Under-reporting of Adverse Drug Reactions among Healthcare Professionals in Brazil: An Estimate Based on National Pharmacovigilance Survey

    Published on:December 2020
    Journal of Young Pharmacists, 2020; 12(4):360-365
    Original Article | doi:10.5530/jyp.2020.12.92
    Authors:

    José Romério Rabelo Melo1,2,* Elisabeth Carmen Duarte3, Karla de Araújo Ferreira1,4, Yannie Silveira Gonçalves1,4, Marcelo Vogler de Moraes1,4, Paulo Sergio Dourado Arrais5

    1Brazilian Health Regulatory Agency (Anvisa)/ Brasília-DF, BRAZIL.

    2Graduate Program of Pharmaceutical Sciences - Federal University of Ceará (UFC), Fortaleza-CE, BRAZIL.

    3Epidemiology at Tropical Medicine Center, Faculty of Medicine, University of Brasilia. Brasilia-DF, BRAZIL.

    4National Medicines Monitoring Center (CNMM) / Brazilian Health Regulatory Anvisa), Brasília-DF, BRAZIL.

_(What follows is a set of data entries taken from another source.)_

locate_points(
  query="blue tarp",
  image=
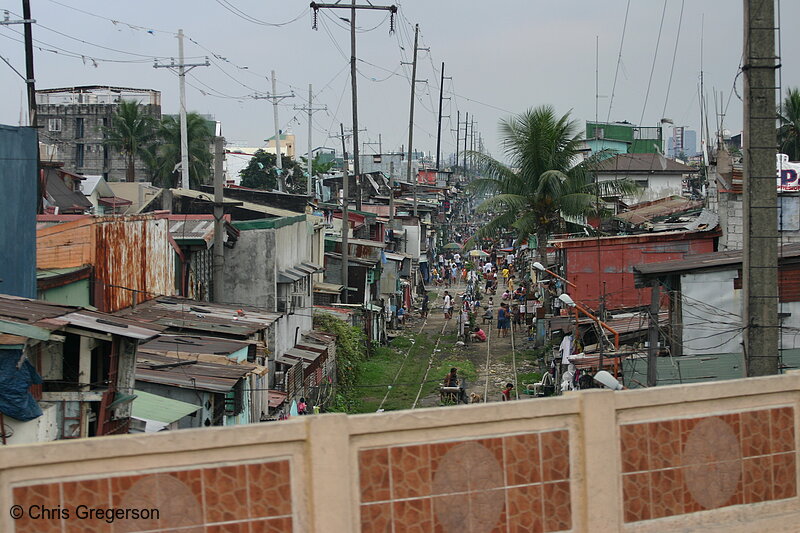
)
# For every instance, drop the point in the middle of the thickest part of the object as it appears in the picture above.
(15, 399)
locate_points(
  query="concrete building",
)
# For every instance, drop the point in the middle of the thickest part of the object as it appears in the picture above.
(287, 145)
(725, 197)
(656, 176)
(72, 119)
(706, 301)
(700, 457)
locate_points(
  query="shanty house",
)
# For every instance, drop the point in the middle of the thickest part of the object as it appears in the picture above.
(66, 372)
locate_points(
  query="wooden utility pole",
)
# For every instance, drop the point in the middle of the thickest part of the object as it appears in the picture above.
(466, 137)
(439, 129)
(458, 136)
(219, 226)
(345, 219)
(310, 190)
(411, 117)
(760, 262)
(652, 335)
(353, 7)
(182, 68)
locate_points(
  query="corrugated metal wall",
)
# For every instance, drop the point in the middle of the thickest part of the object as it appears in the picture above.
(19, 178)
(132, 256)
(133, 259)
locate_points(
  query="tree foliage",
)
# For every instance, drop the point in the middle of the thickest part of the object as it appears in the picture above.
(131, 132)
(164, 156)
(789, 130)
(262, 172)
(138, 135)
(542, 186)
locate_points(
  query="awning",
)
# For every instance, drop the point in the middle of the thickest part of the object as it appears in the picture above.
(396, 257)
(114, 201)
(276, 397)
(290, 275)
(328, 288)
(149, 406)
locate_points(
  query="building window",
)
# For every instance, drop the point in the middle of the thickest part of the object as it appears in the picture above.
(79, 153)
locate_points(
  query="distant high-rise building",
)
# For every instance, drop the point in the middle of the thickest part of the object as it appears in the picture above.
(72, 120)
(683, 141)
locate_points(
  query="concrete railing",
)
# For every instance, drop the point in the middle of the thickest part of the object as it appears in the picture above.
(715, 456)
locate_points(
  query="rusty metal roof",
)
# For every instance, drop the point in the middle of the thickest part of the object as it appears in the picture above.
(189, 344)
(131, 329)
(187, 373)
(710, 260)
(661, 208)
(52, 317)
(186, 229)
(182, 314)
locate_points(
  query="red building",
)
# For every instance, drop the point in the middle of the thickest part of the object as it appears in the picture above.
(604, 265)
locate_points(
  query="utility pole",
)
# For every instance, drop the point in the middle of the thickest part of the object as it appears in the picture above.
(411, 116)
(466, 136)
(309, 182)
(439, 128)
(391, 194)
(353, 7)
(472, 146)
(182, 68)
(274, 97)
(219, 213)
(345, 219)
(458, 136)
(30, 82)
(760, 261)
(652, 335)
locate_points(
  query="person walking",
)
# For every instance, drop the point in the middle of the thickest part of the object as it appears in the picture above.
(448, 306)
(503, 321)
(507, 392)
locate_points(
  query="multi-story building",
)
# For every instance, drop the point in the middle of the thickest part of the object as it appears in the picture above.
(72, 121)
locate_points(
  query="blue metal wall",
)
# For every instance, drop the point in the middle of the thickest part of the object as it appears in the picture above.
(18, 186)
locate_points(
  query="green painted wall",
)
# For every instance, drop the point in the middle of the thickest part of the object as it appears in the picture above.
(76, 293)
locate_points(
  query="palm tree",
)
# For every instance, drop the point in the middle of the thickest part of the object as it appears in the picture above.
(131, 132)
(789, 130)
(164, 157)
(543, 184)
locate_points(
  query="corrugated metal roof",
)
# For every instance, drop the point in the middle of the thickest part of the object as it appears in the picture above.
(110, 324)
(189, 373)
(191, 230)
(192, 345)
(327, 288)
(663, 207)
(710, 260)
(148, 406)
(637, 163)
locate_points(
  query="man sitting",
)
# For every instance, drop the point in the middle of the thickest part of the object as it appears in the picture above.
(478, 335)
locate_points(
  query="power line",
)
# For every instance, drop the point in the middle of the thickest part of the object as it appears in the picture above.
(619, 60)
(249, 18)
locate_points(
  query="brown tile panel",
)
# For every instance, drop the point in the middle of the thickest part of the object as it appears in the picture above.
(493, 484)
(192, 501)
(683, 466)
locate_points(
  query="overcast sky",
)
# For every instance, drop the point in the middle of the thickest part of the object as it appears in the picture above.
(503, 56)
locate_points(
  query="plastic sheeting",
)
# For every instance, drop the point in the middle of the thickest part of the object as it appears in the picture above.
(15, 379)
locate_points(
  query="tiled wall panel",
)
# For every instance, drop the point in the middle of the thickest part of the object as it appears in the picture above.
(675, 467)
(517, 483)
(245, 498)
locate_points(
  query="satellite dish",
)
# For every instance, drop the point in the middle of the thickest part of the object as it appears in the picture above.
(607, 380)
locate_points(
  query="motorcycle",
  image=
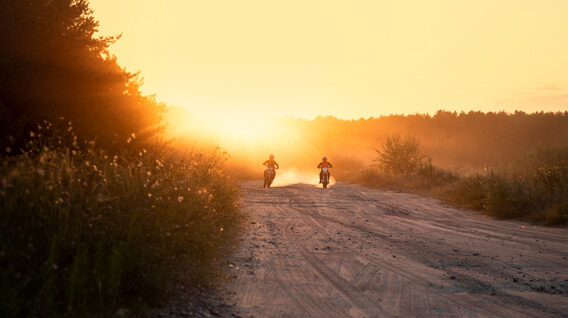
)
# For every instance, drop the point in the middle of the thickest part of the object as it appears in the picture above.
(325, 177)
(268, 177)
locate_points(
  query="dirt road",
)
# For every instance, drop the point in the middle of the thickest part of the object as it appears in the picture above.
(349, 251)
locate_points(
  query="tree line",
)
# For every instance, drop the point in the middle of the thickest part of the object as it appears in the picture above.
(472, 140)
(53, 64)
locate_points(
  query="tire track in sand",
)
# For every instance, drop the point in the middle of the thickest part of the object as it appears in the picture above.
(351, 251)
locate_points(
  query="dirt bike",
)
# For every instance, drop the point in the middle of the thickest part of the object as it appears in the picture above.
(268, 177)
(325, 177)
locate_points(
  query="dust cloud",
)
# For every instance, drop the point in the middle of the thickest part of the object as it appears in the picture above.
(294, 175)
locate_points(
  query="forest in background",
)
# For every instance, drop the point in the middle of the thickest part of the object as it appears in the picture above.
(54, 64)
(469, 141)
(99, 216)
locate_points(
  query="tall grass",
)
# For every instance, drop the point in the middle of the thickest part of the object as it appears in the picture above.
(84, 231)
(533, 188)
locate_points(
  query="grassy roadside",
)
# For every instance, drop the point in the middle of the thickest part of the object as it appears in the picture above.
(85, 232)
(533, 188)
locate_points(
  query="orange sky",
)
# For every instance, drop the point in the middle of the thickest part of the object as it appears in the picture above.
(349, 59)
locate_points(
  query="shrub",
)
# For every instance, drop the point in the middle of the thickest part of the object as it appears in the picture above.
(400, 156)
(84, 230)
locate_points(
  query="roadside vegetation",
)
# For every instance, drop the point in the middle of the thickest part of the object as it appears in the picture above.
(85, 231)
(532, 188)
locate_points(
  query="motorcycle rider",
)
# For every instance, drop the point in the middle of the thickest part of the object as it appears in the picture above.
(325, 164)
(271, 164)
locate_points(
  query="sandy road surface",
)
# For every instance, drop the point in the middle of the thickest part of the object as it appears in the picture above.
(350, 251)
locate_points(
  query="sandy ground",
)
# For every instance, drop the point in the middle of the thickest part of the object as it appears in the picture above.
(350, 251)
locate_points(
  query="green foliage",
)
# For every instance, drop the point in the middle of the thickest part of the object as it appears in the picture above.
(52, 64)
(87, 231)
(533, 188)
(400, 156)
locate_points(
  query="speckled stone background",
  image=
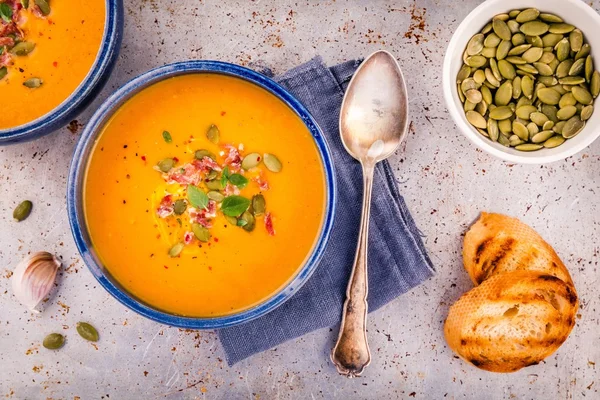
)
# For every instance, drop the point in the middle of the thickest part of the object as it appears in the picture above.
(445, 180)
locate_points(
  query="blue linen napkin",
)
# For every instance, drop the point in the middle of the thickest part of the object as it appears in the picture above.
(398, 260)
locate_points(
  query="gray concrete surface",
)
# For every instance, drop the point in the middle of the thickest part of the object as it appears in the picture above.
(445, 180)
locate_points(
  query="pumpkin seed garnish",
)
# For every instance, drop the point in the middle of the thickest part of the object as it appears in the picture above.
(22, 211)
(253, 159)
(201, 233)
(213, 134)
(33, 83)
(44, 6)
(176, 250)
(53, 341)
(87, 331)
(272, 162)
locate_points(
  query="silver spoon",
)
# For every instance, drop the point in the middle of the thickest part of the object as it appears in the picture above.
(373, 123)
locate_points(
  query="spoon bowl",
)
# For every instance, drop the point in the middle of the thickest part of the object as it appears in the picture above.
(373, 123)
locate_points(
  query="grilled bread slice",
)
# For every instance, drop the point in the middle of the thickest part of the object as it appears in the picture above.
(525, 303)
(497, 243)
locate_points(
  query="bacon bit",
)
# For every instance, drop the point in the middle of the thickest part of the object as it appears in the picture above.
(188, 237)
(233, 158)
(165, 208)
(269, 224)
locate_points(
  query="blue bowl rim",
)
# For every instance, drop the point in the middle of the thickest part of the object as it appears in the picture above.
(78, 169)
(87, 88)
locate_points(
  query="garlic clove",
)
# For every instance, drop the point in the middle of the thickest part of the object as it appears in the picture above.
(34, 277)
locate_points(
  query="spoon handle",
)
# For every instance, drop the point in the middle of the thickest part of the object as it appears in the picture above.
(351, 352)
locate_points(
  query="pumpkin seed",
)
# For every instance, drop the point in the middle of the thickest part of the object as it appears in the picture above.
(476, 119)
(253, 159)
(532, 128)
(201, 233)
(518, 50)
(495, 70)
(247, 221)
(87, 331)
(550, 18)
(475, 45)
(54, 341)
(513, 26)
(543, 69)
(33, 83)
(476, 61)
(503, 49)
(22, 211)
(525, 111)
(492, 40)
(572, 80)
(43, 6)
(576, 40)
(213, 134)
(517, 87)
(501, 29)
(179, 206)
(554, 141)
(577, 67)
(538, 118)
(534, 28)
(548, 96)
(272, 162)
(542, 136)
(479, 77)
(589, 68)
(500, 113)
(506, 69)
(474, 96)
(586, 112)
(516, 60)
(520, 130)
(582, 95)
(518, 39)
(216, 196)
(176, 250)
(23, 48)
(572, 127)
(563, 49)
(551, 39)
(527, 86)
(166, 164)
(595, 84)
(533, 54)
(527, 15)
(584, 52)
(486, 94)
(200, 154)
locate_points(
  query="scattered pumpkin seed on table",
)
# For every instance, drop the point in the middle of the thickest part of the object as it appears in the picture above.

    5Department of Pharmacy, Faculty of Pharmacy, Dentistry and Nursing, Federal University of Ceará. Fortaleza-CE, BRAZIL.

    Abstract:

    Background: Adverse Drug Reaction (ADR) is a public health problem with an impact on health care costs. Spontaneous reporting comprises the primary method for detection ADR’s. However, high levels under-reporting represents a barrier in pharmacovigilance. Objectives: The present study aims to estimate the prevalence of under-reporting ADR professionals in Brazil and to analyze the factors associated with under-reporting. Methods: Used a cross-sectional study based on an online survey for healthcare professionals conducted by the Brazilian Health Regulatory Agency (Anvisa). Unconditional logistic regression was performed and adjusted odd ratios (OR) were estimated. Results: In total 789 questionnaires were analyzed and based on the criteria, 67.5% of professionals were considered under-reporters. The main reason for under-reporting was the lack of access to vital data for notification (33.8%). 52.7% of the participants stated that the existence of a simpler system to notify motivated its use. It was found that residents in the Southern region of Brazil have 2.3 times the chance of under-reporting an ADR than those in the Southeast region (OR = 2.3; IC 95%:1.3-4.2). Having advanced knowledge in pharmacovigilance (OR=0.5; IC 95%: 0.4-0.7) and performing notification even without the causal certainty of the event (OR = 0.5; IC 95%:0.3-0.7) were protective factors for under-reporting, while not applicating knowledge routinely was considered a risk factor for under-reporting (OR = 4.4; IC 95%:2.1-9.2). Conclusion: A high rate of professionals considered as under-reporters of ADRs in Brazil has been detected. This study will make an important contribution to health managers and drug regulators for strengthen the national pharmacovigilance system.